Sempre brinco que pertenço a geração do “não mexe nisso!”. Aquela época em que as crianças eram apenas crianças e aos adultos cabia a missão de desvendar as funções de um aparelho elétrico, por exemplo. Caso a gente ousasse sequer tocar nesses equipamentos, lá vinha a advertência “não mexe nisso!”. O motivo era muito claro e não carecia de ser explicado, “isso não é brinquedo!”.

Até hoje justifico minha total inaptidão para a música, pelo fato de quando menino ao pegar um trompete, em uma festa qualquer, alguém me censurar “não mexe aí, porque senão seus lábios vão ficar grudados”. Aos seis anos, tudo o que eu não queria era ter um trompete grudado permanentemente em minha boca, então obedeci. Talvez seja hora de eu conversar com um psicólogo sobre isso...

O fato é que hoje são elas, as crianças, que nos ensinam. Não sei onde li que atualmente uma criança se sete anos tem mais informação do que um imperador romano. Quando o assunto é tecnologia então, é covardia. Elas assimilam com muito mais facilidade, claro são nativas dessa geração digital.

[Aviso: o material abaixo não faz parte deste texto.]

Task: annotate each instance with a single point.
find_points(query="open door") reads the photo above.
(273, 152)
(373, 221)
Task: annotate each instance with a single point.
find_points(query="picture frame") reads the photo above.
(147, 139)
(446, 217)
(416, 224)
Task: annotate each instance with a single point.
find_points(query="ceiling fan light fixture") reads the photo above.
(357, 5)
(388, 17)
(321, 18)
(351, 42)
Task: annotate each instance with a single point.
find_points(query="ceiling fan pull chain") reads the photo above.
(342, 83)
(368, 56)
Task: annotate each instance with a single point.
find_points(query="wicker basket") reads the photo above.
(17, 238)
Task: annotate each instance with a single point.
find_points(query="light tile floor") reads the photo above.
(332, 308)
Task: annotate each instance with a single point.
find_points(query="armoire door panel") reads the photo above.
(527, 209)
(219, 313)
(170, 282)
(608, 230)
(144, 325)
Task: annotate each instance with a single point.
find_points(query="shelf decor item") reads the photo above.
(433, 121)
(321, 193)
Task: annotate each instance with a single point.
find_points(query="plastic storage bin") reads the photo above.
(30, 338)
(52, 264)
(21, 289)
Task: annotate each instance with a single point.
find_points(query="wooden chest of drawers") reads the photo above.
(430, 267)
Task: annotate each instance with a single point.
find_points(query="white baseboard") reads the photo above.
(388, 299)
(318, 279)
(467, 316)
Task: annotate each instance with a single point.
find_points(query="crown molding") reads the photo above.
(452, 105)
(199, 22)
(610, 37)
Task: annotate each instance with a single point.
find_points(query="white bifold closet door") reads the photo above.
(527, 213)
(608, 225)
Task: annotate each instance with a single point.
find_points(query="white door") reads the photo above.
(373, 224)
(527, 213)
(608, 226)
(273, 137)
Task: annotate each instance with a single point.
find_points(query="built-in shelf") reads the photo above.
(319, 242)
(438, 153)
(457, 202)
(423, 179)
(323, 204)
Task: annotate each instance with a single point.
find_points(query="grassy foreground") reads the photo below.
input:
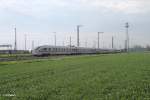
(100, 77)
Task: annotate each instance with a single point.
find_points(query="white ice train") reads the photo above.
(67, 50)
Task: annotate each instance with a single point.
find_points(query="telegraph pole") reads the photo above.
(98, 37)
(78, 37)
(127, 36)
(55, 37)
(32, 45)
(15, 48)
(70, 41)
(25, 40)
(112, 42)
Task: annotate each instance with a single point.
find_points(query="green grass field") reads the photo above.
(97, 77)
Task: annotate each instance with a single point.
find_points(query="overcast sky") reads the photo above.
(40, 18)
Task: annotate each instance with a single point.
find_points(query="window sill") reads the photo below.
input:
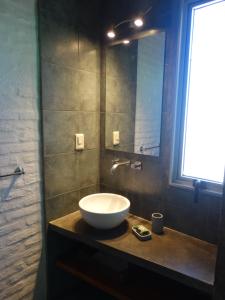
(187, 187)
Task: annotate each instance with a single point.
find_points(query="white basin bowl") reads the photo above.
(104, 211)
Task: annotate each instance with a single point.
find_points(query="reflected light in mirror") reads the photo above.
(138, 22)
(111, 34)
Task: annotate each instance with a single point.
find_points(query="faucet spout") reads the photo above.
(117, 163)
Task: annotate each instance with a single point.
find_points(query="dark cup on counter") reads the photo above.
(157, 223)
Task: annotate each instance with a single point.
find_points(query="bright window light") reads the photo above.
(204, 129)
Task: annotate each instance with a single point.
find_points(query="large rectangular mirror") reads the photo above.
(134, 89)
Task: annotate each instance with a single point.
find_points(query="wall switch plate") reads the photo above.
(79, 141)
(116, 138)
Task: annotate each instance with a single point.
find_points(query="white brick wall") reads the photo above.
(20, 200)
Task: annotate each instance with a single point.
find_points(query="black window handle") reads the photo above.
(197, 185)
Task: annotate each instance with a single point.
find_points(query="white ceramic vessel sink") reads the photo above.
(104, 211)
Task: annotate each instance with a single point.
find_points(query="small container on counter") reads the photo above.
(157, 223)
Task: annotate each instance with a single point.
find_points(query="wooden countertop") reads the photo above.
(178, 256)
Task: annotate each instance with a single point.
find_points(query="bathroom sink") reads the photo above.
(103, 210)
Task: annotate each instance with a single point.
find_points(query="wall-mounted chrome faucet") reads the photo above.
(137, 165)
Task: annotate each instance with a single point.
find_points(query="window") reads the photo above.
(200, 136)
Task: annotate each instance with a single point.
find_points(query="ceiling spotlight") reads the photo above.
(138, 22)
(111, 34)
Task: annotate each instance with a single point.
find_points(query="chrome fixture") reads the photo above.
(143, 149)
(137, 165)
(17, 171)
(116, 163)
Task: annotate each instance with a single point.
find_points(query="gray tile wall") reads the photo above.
(22, 273)
(149, 189)
(70, 59)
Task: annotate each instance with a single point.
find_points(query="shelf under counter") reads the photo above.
(174, 255)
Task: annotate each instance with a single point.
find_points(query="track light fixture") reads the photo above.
(137, 22)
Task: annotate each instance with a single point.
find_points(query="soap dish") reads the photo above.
(141, 237)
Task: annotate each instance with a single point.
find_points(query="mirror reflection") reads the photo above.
(134, 88)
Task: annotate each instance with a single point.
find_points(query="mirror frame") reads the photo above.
(107, 44)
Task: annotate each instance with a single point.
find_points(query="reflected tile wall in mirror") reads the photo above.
(134, 87)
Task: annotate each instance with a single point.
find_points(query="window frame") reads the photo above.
(185, 26)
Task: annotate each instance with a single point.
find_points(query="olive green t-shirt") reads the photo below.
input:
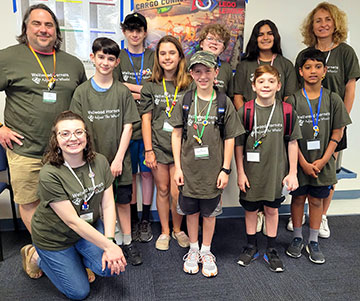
(342, 64)
(245, 74)
(333, 115)
(105, 114)
(125, 73)
(24, 82)
(265, 177)
(200, 176)
(56, 184)
(153, 99)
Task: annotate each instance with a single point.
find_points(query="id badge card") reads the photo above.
(167, 127)
(201, 152)
(87, 216)
(253, 156)
(313, 144)
(49, 96)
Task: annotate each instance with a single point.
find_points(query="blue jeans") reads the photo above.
(66, 268)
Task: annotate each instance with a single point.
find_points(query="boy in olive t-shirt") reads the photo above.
(322, 117)
(109, 111)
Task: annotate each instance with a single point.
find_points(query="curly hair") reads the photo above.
(216, 29)
(340, 23)
(53, 154)
(182, 79)
(252, 48)
(22, 38)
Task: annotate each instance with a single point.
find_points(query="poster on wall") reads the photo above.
(185, 18)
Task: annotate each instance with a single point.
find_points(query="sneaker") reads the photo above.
(271, 256)
(209, 268)
(145, 233)
(135, 231)
(163, 242)
(132, 254)
(290, 225)
(182, 239)
(324, 231)
(249, 254)
(191, 261)
(295, 248)
(315, 255)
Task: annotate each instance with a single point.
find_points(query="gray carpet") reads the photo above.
(160, 277)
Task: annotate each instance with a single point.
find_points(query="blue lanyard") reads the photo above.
(315, 123)
(141, 68)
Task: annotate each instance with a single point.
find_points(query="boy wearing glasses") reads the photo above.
(109, 111)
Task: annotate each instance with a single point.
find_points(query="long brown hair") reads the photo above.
(182, 77)
(53, 154)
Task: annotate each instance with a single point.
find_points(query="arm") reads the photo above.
(223, 178)
(336, 135)
(243, 181)
(349, 94)
(176, 148)
(150, 158)
(113, 255)
(116, 164)
(291, 180)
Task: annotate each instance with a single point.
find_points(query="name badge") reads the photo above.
(49, 96)
(201, 152)
(253, 156)
(87, 217)
(167, 127)
(313, 144)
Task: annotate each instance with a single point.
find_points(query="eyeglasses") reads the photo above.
(66, 135)
(212, 39)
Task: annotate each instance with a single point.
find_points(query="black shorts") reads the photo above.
(122, 193)
(254, 206)
(206, 207)
(319, 192)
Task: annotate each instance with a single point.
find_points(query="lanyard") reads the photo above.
(258, 141)
(205, 122)
(272, 60)
(138, 82)
(85, 206)
(168, 108)
(315, 123)
(51, 81)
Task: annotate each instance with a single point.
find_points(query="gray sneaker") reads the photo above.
(295, 248)
(315, 255)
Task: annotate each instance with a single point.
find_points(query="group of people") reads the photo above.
(75, 146)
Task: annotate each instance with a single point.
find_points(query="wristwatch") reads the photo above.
(227, 171)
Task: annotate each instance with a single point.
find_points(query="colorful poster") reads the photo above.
(185, 18)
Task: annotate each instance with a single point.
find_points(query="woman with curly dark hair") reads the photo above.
(67, 233)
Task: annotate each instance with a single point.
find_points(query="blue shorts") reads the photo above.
(137, 156)
(320, 192)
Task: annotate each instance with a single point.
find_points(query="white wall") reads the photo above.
(288, 16)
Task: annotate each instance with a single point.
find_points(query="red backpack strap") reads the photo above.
(287, 112)
(249, 115)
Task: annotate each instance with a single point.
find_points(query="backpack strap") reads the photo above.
(187, 101)
(287, 113)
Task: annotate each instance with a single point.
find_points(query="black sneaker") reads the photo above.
(315, 255)
(271, 256)
(132, 254)
(249, 254)
(295, 248)
(135, 236)
(145, 233)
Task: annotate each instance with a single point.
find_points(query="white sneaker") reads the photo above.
(324, 231)
(290, 225)
(191, 261)
(209, 268)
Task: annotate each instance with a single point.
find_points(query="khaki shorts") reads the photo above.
(24, 177)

Conheço alguns amigos que se queixam de seus filhos, pois dizem que, embora esses pequenos dominem todas as funcionalidades de smartphones e similares, não gostam de ensinar. Eles fazem em poucos segundos, o que ficamos horas quebrando a cabeça, e fazem numa velocidade impossível de absorver. Penso que possa ser uma vingança inconsciente de gerações.

Há, no entanto, pessoas que se renderam. Pararam no tempo e demonstram ser resistentes às mudanças tecnológicas. Levantam até bandeira. De verdade, acho que sofrem da mesma forma, a realidade é implacável e nos rodeia a todo momento, mesmo estando offline. Negá-la pode ser um gesto de rebeldia, mas tem lá suas dores.

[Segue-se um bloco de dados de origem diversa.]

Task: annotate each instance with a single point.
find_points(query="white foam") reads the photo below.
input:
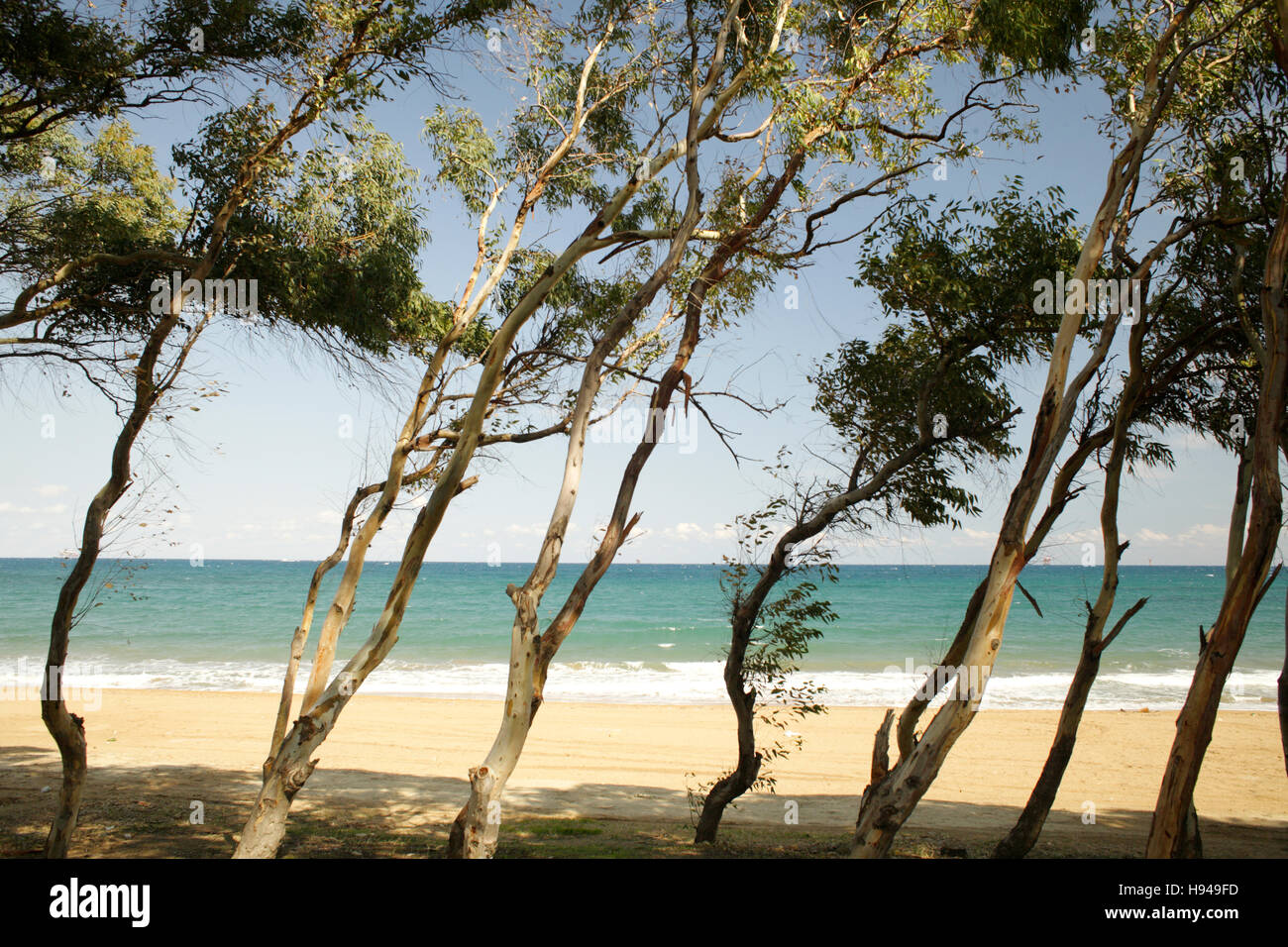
(655, 682)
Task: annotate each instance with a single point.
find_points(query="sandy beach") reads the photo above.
(402, 762)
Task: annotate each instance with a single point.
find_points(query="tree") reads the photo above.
(236, 222)
(858, 54)
(1220, 647)
(1168, 46)
(562, 151)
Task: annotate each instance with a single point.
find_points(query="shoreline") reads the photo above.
(404, 759)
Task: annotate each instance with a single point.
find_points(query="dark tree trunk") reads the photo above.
(1021, 838)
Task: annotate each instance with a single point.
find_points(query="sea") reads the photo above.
(651, 633)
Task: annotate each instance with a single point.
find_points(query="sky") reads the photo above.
(263, 471)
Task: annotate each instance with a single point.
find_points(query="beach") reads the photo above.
(398, 764)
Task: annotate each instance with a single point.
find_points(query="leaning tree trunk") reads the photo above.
(67, 728)
(888, 804)
(1216, 657)
(1283, 690)
(732, 785)
(1021, 838)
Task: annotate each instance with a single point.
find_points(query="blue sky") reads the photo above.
(265, 471)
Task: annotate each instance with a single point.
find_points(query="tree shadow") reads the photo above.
(197, 812)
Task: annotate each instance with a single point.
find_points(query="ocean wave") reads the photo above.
(647, 682)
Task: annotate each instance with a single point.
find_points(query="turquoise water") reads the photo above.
(649, 634)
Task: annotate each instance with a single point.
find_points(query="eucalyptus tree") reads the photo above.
(862, 76)
(64, 64)
(596, 132)
(1159, 54)
(913, 414)
(1249, 581)
(334, 257)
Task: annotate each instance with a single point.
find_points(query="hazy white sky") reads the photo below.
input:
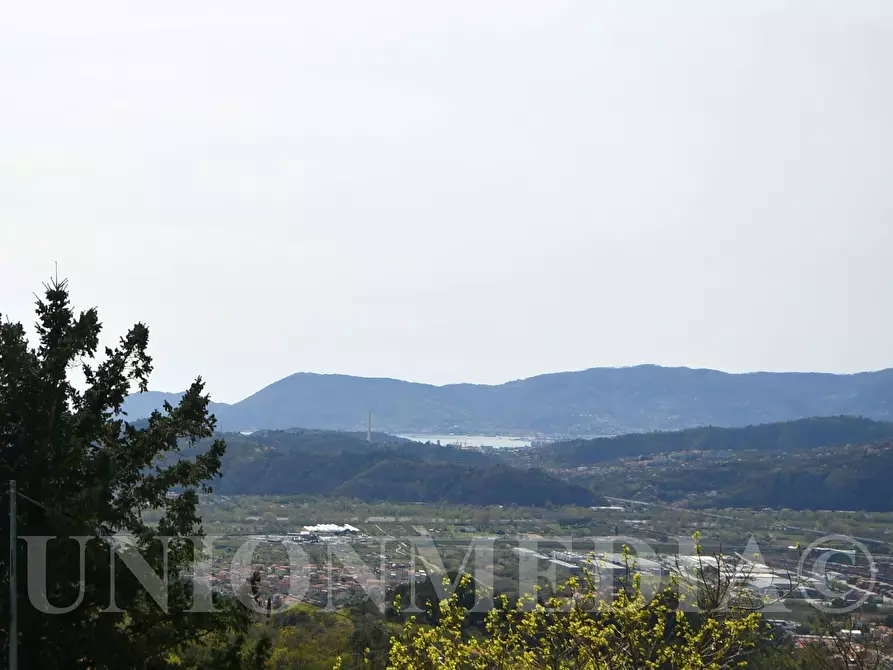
(455, 191)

As coisas mudam muito rápido, esse ritmo alucinante de obsolescência programada é prejudicial, receio que essas crianças tecnológicas se tornem adultos tristes. O excesso de estímulos é como uma droga que exige doses cada vez maiores. Contudo acho que temos que encontrar um equilíbrio que nos permita não nos sentir estrangeiros em nossa pátria.

O passado pode ser uma fuga ou um mecanismo de defesa para muitas pessoas nessa era digital, aí fica a lição, composta em 1976, por Belchior, mas inesquecível na interpretação da eterna Elis: “O que algum tempo era novo, jovem/Hoje é antigo/E precisamos todos rejuvenescer”.